At the other end of the system, a photodetector receives the transmitted data encapsulated within the light beam and, after the amplification and processing phases, the data are offered to the user device. The system is completed with the ascendant link between the user’s device and the luminaire.
These results open the door to the use of LED lamps already installed on plains, trains, buses and other collective transportation vehicles, to facilitate reading as a means of transporting data, reducing costs of installation and the market’s reluctance towards LiFi assimilation while eliminating the problems caused by the saturation of the spectrum.
Summarizing, the installation of LEDs has no need for novel infrastructures for its implementation reducing deployment costs and environmental impact and increasing the return on investment in terms of energy savings and low maintenance costs.
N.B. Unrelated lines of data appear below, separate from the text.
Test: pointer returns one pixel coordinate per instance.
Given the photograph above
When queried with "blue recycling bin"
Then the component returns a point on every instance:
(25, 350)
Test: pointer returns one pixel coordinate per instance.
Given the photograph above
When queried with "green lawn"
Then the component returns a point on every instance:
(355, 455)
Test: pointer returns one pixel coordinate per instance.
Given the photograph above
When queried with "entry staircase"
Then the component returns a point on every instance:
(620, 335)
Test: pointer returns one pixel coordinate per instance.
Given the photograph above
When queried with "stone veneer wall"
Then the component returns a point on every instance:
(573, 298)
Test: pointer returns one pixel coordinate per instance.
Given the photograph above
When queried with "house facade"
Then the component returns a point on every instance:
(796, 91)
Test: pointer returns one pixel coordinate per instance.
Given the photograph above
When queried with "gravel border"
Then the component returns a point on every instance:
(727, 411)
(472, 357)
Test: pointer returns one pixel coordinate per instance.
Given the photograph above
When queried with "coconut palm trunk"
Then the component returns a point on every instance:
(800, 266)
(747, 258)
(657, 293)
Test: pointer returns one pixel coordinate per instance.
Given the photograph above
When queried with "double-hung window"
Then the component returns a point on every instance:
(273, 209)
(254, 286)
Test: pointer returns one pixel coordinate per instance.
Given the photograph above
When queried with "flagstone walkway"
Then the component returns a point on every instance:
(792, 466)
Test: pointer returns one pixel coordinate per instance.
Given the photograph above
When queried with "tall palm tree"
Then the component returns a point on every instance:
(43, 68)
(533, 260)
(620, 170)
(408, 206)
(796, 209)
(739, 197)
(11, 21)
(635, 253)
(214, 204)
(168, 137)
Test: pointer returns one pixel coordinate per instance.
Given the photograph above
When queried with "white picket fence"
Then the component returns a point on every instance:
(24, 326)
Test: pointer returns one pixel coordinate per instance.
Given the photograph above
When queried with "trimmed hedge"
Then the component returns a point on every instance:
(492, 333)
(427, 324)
Benefits and other applications:
In addition to the MediaLiFi use case -accessing high quality contents in mobility scenarios-, the use of LiFi technology brings other future applications. The two main advantages of LiFi over other wireless technologies like radiofrequency (RF) or infrared (IR) are the bigger bandwidth and higher transference rate when establishing dedicated links between each reading-light and the end user located below -theoretically reaching rates in the order of Gbps-
On the other hand, the major drawback of LiFi is the inability of light to pass through walls. However, this feature could become one of the great advantages as two LiFi systems in different rooms do not interfere with each other. Representing a degree of restricted communication, which can be used to provide security in these systems.
Furthermore, this inability to pass through opaque objects makes LiFi especially useful in electromagnetic-waves-free-environments. Therefore, examples of potential applications are high risk enclosed areas such as Defence facilities (e.g. handling explosives), nuclear power plants, or hospitals (operating rooms, diagnostic radiology and radiotherapy, etc.) Summarizing, LiFi systems can be implemented as intercommunication systems in inaccessible and/or undesirable environments for the current WiFi technology without affecting the habits of professionals, workers, patients and users; avoiding flooding the working environment with radiofrequency signals.
Additionally, LiFi can be combined with WiFi or 4G-5G technology to increase connectivity in areas of poor phone or internet coverage, as well as for disaster management such as tunnels, galleries, mines, etc.
Finally, this combination of LiFi with other wireless communication technologies, and complemented with IoT (Internet of Things), will boost the Smart Cities era by supporting sustainable and safe mobility. Drawing on the millions of street lamps -each of which could act as a free access point- and in conjunction with traffic lights and light panels on the roads, to communicate with vehicles, for intelligent traffic management and accident prevention.